Negotiations expert Wharton Prof. Peter Cappelli shares some tips about how to discuss this important topic with your employer.
Whether you are planning to ask your employer for financial support to attend Wharton’s MBA Program for Executives or you’re going to self-sponsor, you’ll still need to get your boss on board with the program’s schedule and time commitment. You’ll need every other Friday off as well as certain weeks throughout the two years.
Be prepared to present a strategic plan to demonstrate how your participation in the EMBA program will be feasible and beneficial to your company and your team. Detail how you plan to meet your work responsibilities while balancing your academic workload.
We asked Wharton Prof. Peter Cappelli, a negotiations expert and director of Wharton’s Center for Human Resources, to share some tips about how to discuss this important topic with employers. Here’s his advice:

Remember That Flex Schedules Are Common

In most businesses now, employees are out of the office a lot. The idea that someone is not sitting at their desk in the office every other Friday is not unusual. Find out how extensive telecommuting already is in your organization as a way to start the conversation: a 2017 survey found that 43 percent of the U.S. workforce works at least some time remotely.

Getting your bosses to accept the fact that you will be out of the office is the first step toward the much harder issue of getting the organization to back off your work demands while you’re doing the program. It is probably more important to avoid unpredictable demands – “Jill, we want you to go to Spain for a couple of weeks” – than to cut back the overall amount of work.

That is unlikely to be something you will ever get in writing, and even if you do, the important understanding is still with your immediate supervisor. As many as two-thirds of U.S. workers report that they have some special arrangement with their supervisor that hasn’t necessarily been sanctioned by headquarters, so understandings on issues like this are very common.

Avoid Using Vacation Time

I would avoid suggesting to your bosses that you will use your vacation time to attend the program. You will certainly need time to catch your breath over the two years, and substituting the classroom for days off is bad for your health.
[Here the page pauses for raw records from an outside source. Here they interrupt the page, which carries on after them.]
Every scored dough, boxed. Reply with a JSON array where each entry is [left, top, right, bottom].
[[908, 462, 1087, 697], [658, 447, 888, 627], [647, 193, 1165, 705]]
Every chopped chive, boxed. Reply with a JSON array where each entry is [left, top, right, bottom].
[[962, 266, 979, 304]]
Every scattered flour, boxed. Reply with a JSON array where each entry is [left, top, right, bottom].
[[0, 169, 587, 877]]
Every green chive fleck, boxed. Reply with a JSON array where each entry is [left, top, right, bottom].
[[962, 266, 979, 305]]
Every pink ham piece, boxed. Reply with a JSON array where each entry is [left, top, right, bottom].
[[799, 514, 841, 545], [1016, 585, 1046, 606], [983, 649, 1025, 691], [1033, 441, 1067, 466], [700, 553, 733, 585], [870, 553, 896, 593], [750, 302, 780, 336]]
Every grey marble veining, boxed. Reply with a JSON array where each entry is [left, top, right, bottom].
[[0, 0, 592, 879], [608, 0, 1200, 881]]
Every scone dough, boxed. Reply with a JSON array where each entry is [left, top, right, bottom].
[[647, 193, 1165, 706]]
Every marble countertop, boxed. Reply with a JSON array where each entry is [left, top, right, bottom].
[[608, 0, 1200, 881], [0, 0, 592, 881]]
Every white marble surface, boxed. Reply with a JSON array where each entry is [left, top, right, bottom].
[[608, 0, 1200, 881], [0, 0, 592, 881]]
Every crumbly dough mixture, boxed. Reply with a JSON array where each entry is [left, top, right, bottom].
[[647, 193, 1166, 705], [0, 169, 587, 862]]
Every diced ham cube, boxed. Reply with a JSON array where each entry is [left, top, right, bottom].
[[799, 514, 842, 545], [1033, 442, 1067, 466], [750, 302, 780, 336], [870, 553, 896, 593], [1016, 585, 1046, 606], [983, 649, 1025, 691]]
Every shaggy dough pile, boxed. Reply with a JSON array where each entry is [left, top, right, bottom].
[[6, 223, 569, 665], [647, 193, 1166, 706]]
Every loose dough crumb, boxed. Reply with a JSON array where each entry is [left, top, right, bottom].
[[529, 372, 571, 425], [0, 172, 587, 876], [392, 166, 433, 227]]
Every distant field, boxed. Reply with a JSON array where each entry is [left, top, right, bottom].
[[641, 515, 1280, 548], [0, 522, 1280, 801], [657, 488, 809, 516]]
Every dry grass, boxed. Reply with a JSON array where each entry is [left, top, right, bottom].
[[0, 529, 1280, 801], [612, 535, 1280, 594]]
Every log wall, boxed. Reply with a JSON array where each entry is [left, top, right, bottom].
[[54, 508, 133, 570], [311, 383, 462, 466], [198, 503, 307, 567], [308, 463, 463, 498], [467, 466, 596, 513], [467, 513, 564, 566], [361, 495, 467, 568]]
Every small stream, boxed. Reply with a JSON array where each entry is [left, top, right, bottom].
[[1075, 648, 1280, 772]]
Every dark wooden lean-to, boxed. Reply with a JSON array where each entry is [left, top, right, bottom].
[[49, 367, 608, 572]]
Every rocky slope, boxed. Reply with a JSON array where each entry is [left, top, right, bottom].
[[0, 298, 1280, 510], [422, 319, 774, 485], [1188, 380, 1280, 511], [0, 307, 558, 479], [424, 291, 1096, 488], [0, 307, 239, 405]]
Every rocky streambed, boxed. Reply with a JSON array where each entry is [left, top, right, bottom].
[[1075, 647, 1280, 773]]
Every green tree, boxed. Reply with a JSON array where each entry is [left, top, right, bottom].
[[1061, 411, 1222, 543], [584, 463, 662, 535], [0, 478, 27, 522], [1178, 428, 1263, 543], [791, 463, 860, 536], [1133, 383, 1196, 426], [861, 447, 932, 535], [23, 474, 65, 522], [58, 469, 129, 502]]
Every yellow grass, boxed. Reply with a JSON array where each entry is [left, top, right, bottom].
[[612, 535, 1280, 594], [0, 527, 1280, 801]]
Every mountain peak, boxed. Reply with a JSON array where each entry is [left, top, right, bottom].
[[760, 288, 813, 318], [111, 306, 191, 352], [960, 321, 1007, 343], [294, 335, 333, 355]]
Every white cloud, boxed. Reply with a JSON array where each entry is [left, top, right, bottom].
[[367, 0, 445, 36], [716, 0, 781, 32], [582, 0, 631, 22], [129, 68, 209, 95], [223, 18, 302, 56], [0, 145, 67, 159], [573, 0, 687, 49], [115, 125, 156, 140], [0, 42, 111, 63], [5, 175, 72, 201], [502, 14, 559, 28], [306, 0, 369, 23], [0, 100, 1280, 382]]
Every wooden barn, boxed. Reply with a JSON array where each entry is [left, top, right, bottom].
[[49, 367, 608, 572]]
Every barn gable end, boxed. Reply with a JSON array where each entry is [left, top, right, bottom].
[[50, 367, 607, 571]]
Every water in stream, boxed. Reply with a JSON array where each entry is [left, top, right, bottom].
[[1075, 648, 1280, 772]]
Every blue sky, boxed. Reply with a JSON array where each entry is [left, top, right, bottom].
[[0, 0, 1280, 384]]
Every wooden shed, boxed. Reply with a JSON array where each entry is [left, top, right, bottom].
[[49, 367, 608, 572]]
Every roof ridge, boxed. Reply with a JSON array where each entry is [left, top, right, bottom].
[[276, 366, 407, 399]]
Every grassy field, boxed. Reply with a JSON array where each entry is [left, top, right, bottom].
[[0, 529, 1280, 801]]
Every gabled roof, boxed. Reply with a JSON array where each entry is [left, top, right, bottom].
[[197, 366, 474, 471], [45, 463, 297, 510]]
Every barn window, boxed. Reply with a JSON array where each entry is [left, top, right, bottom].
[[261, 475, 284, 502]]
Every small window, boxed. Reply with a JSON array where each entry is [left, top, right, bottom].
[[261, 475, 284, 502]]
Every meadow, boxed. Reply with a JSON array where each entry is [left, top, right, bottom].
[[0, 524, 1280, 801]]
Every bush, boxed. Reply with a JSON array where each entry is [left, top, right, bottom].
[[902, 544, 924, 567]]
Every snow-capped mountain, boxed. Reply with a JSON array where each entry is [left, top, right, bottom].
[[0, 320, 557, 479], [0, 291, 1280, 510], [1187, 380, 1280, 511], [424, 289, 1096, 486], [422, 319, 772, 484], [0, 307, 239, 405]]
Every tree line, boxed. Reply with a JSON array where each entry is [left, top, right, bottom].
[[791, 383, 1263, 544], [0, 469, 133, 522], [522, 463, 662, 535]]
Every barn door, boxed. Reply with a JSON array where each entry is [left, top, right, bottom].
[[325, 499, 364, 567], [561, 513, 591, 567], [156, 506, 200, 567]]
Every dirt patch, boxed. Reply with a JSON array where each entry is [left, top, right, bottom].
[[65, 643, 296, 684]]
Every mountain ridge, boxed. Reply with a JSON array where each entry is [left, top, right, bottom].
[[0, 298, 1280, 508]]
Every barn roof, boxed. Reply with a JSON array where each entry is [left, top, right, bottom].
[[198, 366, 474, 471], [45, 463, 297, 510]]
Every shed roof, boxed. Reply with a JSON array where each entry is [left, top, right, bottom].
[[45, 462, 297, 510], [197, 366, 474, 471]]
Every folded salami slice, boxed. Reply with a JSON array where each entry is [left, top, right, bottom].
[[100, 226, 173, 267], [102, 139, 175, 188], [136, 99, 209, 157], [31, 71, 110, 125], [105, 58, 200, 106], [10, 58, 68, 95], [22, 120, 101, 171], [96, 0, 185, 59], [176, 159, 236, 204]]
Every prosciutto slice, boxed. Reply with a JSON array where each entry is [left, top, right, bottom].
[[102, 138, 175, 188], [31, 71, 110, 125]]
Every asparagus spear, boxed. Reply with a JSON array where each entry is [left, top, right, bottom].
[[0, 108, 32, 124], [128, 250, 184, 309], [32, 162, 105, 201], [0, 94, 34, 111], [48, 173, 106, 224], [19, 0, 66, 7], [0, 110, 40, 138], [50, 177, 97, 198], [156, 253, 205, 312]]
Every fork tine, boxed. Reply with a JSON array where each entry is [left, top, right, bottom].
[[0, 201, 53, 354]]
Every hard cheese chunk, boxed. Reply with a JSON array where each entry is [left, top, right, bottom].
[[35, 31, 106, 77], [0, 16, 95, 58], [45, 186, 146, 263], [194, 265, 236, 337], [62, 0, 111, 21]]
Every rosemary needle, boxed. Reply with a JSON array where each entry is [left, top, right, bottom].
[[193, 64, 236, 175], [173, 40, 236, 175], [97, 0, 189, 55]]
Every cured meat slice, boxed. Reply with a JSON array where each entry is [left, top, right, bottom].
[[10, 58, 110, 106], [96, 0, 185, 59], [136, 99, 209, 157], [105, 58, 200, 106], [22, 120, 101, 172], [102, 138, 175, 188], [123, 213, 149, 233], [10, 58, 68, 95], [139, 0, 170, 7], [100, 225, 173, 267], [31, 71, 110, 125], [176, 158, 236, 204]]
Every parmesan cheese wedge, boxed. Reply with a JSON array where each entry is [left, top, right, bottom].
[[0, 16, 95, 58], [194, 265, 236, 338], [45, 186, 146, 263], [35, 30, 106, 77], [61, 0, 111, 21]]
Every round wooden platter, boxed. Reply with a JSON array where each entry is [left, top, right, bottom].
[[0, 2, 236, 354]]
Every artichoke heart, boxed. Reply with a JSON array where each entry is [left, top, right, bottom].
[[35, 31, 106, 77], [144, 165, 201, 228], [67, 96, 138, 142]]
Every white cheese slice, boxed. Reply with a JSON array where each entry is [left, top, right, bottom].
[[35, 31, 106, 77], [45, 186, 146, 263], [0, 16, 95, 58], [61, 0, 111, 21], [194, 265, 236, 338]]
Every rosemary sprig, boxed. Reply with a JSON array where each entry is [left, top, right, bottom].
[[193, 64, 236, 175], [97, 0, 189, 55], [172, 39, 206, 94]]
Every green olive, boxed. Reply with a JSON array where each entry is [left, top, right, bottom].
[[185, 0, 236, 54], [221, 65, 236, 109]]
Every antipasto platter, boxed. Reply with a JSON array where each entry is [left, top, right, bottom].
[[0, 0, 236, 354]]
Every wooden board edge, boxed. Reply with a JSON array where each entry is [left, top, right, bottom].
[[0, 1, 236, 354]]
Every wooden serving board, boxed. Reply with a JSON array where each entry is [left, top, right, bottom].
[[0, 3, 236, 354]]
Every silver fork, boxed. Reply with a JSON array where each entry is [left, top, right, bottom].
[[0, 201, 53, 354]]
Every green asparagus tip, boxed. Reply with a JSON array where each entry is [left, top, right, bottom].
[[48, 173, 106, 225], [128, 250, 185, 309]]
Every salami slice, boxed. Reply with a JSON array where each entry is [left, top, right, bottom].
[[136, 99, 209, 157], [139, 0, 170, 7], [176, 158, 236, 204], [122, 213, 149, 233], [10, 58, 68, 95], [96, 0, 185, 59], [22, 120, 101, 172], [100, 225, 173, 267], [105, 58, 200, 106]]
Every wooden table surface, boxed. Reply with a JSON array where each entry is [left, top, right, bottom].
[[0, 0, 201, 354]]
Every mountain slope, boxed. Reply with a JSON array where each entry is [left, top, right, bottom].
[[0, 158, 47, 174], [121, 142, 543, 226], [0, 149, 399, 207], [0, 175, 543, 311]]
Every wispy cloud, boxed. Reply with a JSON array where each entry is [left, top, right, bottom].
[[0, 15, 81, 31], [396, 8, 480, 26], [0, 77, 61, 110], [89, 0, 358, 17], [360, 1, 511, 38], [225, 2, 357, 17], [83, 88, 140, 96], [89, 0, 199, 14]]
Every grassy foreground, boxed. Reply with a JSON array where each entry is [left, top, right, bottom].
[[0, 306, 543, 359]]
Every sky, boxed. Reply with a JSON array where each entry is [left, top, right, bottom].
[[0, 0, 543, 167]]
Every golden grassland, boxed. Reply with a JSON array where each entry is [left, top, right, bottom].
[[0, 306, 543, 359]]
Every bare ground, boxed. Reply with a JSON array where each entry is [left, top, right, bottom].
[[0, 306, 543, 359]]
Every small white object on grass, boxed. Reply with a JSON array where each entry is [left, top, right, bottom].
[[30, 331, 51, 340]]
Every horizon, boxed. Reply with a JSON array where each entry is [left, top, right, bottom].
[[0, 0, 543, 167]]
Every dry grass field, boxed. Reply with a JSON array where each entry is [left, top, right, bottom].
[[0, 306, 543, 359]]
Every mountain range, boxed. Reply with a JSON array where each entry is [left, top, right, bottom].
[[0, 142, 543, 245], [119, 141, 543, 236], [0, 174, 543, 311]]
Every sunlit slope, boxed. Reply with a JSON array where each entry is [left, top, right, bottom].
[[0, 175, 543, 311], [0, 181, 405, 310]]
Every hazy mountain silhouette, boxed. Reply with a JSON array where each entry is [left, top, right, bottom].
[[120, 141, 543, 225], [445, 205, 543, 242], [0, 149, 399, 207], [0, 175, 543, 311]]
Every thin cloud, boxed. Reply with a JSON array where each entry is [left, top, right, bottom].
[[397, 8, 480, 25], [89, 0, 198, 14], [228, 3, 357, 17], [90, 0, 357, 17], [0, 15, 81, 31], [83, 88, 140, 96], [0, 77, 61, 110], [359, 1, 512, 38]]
Make Sure It’s the Right Time

If you don’t have support from your supervisor, it’s not a good time to do the program. Even if don’t get a great (response) from your employer right now, it doesn’t mean you won’t a year from now.

Or if you don’t think you can back off work demands, then this probably isn’t the time to attend an executive MBA program. In my experience, students who get into academic trouble in the program do so because the demands of their day job make it impossible to do the classwork.

You might want to think about putting it off for a year or two. There are worse things than not going for a year or so.

You may find that some of Cappelli’s tips for negotiating financial sponsorship with your employer are also helpful in making the case for how your participation in this program will benefit your employer.
They are allowing you time away from the office so make sure they know the time you put into the program will be worth the value they’ll get out of it.